よく親の方から「子どもに自信をもたせるにはどうすればいいですか」と聞かれるが答えは簡単で、子どもを疑わず安心していればよいということ。

子どもを疑っていながら自信をもたせることはできない。先のピグマリオンでも証明されているのだ。

ちなみに私には大学生の息子が2人いるが、私は彼らが幼児のときから信頼することに決めていた。悪さや危険な行為はその都度叱ったりはしても(しつけの範囲)、彼らの存在そのものはきちんと受け入れ信頼し安心していた。

結果としていま2人とも私の考えていたほぼ理想通りの姿になっている。小中高と彼らはたとえ悪い点をとろうと、何かでうまくいかないときがあろうと己の能力や才能を疑うこともなく、自分なりの興味関心に沿って各々の才能を自分で伸ばしていったからだ。
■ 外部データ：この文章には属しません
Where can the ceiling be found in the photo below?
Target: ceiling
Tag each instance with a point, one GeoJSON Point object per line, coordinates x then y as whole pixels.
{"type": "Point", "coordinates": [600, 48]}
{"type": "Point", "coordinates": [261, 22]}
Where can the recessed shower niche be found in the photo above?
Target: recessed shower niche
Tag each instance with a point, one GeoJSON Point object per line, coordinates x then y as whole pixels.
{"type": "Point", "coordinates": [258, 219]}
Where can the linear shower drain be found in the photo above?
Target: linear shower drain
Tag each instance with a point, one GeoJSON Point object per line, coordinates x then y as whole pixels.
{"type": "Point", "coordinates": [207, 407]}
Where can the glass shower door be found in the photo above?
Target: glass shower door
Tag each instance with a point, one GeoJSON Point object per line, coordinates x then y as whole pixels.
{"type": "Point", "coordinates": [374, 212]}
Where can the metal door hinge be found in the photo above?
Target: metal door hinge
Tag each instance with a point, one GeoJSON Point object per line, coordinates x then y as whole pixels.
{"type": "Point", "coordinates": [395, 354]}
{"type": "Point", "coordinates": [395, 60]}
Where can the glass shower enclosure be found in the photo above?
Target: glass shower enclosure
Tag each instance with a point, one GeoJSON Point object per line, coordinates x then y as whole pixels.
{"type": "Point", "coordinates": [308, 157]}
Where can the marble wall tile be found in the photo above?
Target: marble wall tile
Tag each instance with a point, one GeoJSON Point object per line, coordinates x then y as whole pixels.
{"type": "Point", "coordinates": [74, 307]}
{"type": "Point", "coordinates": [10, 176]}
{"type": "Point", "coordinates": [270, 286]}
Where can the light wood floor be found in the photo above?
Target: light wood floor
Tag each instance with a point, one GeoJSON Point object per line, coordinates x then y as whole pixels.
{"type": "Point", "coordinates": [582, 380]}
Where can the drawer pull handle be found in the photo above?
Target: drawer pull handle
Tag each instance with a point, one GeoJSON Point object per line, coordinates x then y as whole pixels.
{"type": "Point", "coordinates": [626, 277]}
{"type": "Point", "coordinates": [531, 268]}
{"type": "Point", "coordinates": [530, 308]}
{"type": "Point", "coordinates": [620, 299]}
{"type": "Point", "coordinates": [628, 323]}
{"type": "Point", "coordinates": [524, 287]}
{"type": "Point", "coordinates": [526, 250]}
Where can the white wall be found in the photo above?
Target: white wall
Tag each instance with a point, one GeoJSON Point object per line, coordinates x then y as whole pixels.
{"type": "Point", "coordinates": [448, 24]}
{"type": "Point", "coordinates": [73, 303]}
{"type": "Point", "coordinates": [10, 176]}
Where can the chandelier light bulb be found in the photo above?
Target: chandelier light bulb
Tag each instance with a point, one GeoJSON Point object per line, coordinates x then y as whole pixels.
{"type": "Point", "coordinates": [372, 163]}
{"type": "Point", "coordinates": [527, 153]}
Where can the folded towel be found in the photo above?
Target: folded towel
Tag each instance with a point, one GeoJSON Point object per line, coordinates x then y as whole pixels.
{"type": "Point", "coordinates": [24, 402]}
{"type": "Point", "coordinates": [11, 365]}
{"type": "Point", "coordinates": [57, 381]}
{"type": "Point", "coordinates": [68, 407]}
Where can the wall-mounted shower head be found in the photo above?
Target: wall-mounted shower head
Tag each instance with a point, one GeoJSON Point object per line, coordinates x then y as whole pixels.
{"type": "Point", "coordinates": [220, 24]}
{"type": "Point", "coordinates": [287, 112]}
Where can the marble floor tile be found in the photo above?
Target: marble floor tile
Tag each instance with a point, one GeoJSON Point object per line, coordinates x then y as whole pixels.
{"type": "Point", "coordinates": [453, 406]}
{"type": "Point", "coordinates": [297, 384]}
子どもを信じ切ったときその成果はとてつもなく大きい。親からの信頼が子どもの潜在意識の中でゆるぎない自信を育てるからだ。

本当の自信はそうしてできる。

※ピグマリオン効果 その由来

ピグマリオンとは、ギリシャ神話に登場する王様の名前で、自らが彫った理想の女性像に恋をした人物として登場する。王は彼女への愛が報われるように祈り続けた結果、神が願いを聞き届けてくれその彫刻(女性像)に命が吹き込まれ2人は幸せに暮らしたという神話。

要するに「期待を持ち続けることで良い結果が訪れる」ことを表している。